Economic growth not only benefits Franchises. It also creates room for them. As we get richer, spending shifts from needs to wants. It shifts from survival to self-actualization as Maslow would say. We spend less on food and more on sneakers, allowing Colgate or Nike to build a franchise.

The Innovators

Technology is deflationary. Innovation makes things cheaper. Railroads reduced transportation costs, allowing goods to cross continents, and lowering the price of food in cities. Computers made information abundant and affordable, disrupting entire industries like advertising and boosting productivity at large. Economic growth is deflationary, not inflationary. We equate growth with ‘making more’ and ‘spending more’. We should equate it with ‘making things cheaper’ and ‘doing more with less’. That latter framing is also why infinite economic growth is entirely consistent with environmental limits, but that’s another discussion.

Source: The Economist

These companies are Innovators. They cause broad price deflation in goods and services by offering a new or better mousetrap that lets customers increase revenues or reduce expenses. Spending a higher share of wallet on Cloud computing increases productivity, making everything else cheaper to produce. Between 2013 and 2022, Amazon Web Services increased its revenues from $3.1 billion to $80 billion — or 44% annually, far above the 5% nominal GDP increase.

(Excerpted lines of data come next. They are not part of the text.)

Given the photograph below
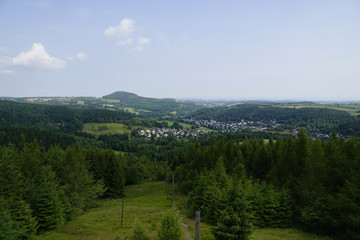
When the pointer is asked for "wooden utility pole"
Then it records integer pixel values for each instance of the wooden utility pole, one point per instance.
(173, 192)
(122, 211)
(197, 225)
(167, 186)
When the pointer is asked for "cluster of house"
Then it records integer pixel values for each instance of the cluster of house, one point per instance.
(165, 132)
(235, 126)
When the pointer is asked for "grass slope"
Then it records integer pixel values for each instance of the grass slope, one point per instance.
(147, 203)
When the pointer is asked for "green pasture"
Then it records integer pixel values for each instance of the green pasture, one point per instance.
(147, 203)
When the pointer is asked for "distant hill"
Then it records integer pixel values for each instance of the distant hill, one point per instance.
(62, 118)
(151, 107)
(313, 119)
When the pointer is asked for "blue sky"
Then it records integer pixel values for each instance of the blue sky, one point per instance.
(256, 49)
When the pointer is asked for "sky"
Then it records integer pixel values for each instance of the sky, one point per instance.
(242, 49)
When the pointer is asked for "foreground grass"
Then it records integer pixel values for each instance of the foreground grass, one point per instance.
(147, 203)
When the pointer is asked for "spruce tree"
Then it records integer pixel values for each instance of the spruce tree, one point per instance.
(235, 220)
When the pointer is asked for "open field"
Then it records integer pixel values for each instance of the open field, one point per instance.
(105, 128)
(147, 203)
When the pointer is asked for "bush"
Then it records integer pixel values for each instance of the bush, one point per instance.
(170, 227)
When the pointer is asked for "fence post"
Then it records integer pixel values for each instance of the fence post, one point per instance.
(197, 225)
(173, 204)
(122, 211)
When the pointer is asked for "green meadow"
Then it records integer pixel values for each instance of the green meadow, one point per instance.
(147, 203)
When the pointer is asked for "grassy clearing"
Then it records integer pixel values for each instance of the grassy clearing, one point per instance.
(147, 203)
(105, 128)
(284, 234)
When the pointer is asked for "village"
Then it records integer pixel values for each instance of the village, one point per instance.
(179, 133)
(234, 126)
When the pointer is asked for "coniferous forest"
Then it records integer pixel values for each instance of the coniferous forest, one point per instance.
(51, 172)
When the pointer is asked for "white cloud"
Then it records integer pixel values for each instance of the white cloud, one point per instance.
(5, 66)
(3, 50)
(38, 58)
(79, 56)
(7, 71)
(124, 33)
(141, 43)
(124, 30)
(126, 42)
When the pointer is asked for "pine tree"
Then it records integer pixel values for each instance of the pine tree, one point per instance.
(235, 220)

But Innovators can’t grow as a share of wallet forever. Every dollar they claim must come from somewhere else. The math only works if productivity gains compensate for higher spending. We buy tractors if they lower the price of food by more than what they cost because overall we are better off. But there comes a point when spending more simply doesn’t yield a commensurate productivity gain. That’s when Innovators reach maturity. Fortunately, great Innovators can remain relevant for a long time by adapting or consolidating slowing markets.

The Deflated

Nearly everything gets cheaper relative to our income. That’s the very definition of economic growth. It’s wonderful news. We may not notice since in the modern world monetary inflation overwhelms technological deflation. We think everything is always getting more expensive. But it’s an illusion.

According to the USDA, Americans spent $209 billion on food at home in 1982. That had increased to $1047 billion by 2022, or 4% annually. That’s less than monetary inflation, which is why over that period the share of disposable income spent on food at home shrank from 8% to 5%. Nominally, expenditure has quintupled. But relative to income it shrank by nearly 40%. These companies are the Deflated. Innovation makes them cheaper and as a result, consumers reward them with a smaller share of wallet.

Given enough time, almost all sectors of the economy join the Deflated gang. Railroads once accounted for 80% of America’s stock market capitalization. Today, the entire Transportation sector is worth about a tenth of Technology Services alone. Given enough time, Technology Services will also shrink into a minnow, overshadowed by a new technology wave with its Innovator champions.

Source: Visual Capitalist

Flat out growth

By stepping off the inflationary treadmill, we see the economy and companies through a new lens. We better understand economic growth: who causes it and what it causes. We apprehend new categories of companies: 1) Franchises, which indirectly benefit from economic growth, 2) Innovators, which directly cause and benefit from economic growth, and 3) Deflated, which shrink with economic growth.

We may come to appreciate just how rare and valuable Franchises can be. It takes an incredible brand and competitive advantage to hold one’s share of wallet, thereby benefiting from everybody else’s innovation. We respect the hard work of Innovators by making it clear that they cause deflation, boosting our purchasing power. We also realize that eventually, all Innovators must join the Deflated gang. It’s bittersweet, but we salute their contribution to mankind.